Venn diagram for orthologs detected against GenBank database using AdpA queries from three Streptomyces species shown on the figure. BLAST searches were carried out against GenBank for all proteins of 323 species using BLOSUM62 matrices at default E value cut-off

As mentioned above, AdpA consists of ThiJ/PfpI/DJ-1-like (also known as GATase-1) dimerization domain and an AraC/XylS-type DNA-binding domain at its N- and C-termini, respectively (Ohnishi et al. 2005). Searching across the Actinobacteria class, we discovered that certain species have no full-length AdpA RBHs. Rather, orthology was revealed between the query and proteins featuring either single AraC or GATase-1 domains. This prompted us to analyze a more extensive set of actinobacterial genomes in order to study a diversity of domain organization of AdpA regulators within the class. As a source of genomes we used the PATRIC database (Wattam et al. 2014) and the full-length AdpAcl, GATase-1cl, or AraCcl domains of AdpAcl as the queries. Our updated search yielded 1394 unique RBHs, which spanned 17 orders of class Actinobacteria class (Fig. 2). With respect to available genome sequences, streptomycetes constitute the most deeply covered single genus within the phylum Actinobacteria, with the largest (390) set of probable AdpA orthologs (Fig. 2).

Fig. 2
figure 2

The unrooted tree of Actinobacteria and Cyanobacteria phyla reconstructed using PhyloPhlAn phylogenetic pipeline. Collapsed clades (at the level of orders) are color-highlighted and labeled with the order name. The latter is followed by round brackets showing two numbers: first one is for quantity of retrieved AdpA orthologs, and second one—number of genomes where no AdpAcl ortholog was found. The types of domain organization of AdpA orthologs are shown next to corresponding orders. Pink rectangular denotes GATse domain; violet hexagon—AraC HTH domain; light pink rectangular—truncated GATse domain; blue octagon—arabinose-binding domain of AraC transcription regulator; gray oval—domain of unknown function. (Color figure online)

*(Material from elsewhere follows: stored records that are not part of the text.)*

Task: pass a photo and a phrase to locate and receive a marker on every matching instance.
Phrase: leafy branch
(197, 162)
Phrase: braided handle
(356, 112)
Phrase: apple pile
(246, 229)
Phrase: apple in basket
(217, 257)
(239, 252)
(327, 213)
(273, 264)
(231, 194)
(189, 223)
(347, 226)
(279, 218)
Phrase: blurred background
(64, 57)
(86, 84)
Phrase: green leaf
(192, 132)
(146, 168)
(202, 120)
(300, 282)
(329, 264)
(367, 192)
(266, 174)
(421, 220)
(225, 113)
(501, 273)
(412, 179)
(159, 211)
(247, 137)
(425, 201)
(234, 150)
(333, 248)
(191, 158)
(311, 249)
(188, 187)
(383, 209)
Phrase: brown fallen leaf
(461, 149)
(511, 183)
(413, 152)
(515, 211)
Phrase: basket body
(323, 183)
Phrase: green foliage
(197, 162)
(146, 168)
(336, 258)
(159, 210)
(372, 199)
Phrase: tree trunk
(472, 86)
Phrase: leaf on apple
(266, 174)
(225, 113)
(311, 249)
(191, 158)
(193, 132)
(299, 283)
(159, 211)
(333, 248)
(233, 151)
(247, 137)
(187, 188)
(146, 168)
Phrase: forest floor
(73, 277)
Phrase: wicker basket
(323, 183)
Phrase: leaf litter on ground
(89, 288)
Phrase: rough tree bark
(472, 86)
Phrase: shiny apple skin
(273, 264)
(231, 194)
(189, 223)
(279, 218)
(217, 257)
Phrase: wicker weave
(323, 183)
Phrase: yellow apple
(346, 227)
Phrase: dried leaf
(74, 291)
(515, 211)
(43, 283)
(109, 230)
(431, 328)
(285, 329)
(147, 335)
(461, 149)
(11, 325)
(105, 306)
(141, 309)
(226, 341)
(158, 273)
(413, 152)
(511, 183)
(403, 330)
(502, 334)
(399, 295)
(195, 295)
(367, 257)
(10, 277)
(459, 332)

In terms of domain organization, the most diverse AdpA RBHs were revealed in orders Corynebacteriales, Bifidobacteriales, and Micrococcales (Fig. 2). For example, in Corynebacteriales, the 3-Mbp genome of Corynebacterium freneyi DNF00450 carries one gene HMPREF1650_RS07820-encoding ThiJ/PfpI protein orthologous to AdpAcl/GATase-1cl, and no genes for AraC family regulators. Corynebacterium humireducens NBRC 106098 (2.68 Mbp) encodes only three AraC-family transcriptional regulators (one of them—AdpA RBH) and no GATase-1 proteins. Other orders usually possessed AdpA RBHs having typical two-domain architecture. Our results suggest that adpA could originate from the gene fusion. Indeed, pairs of adjacent genes encoding ThiJ- and AraC domain-containing proteins are found in numerous bacterial genomes. Particularly, such gene pairs (paralogous to adpA) were found in S. coelicolor (SCO6746/6747), S. griseus (SGR_981/982), Saccharopolyspora erythraea (SACE_6420/SACE_6421, SACE_4268/4269), Actinosynnema mirum (Amir_4315/4316), Salinispora arenicola (Sare_0089/0090), Kribbella flavida (Kfla_5799/Kfla_5798), and even in chloroflexi bacterium Herpetosiphon aurantiacus (Haur_2399/Haur_2400).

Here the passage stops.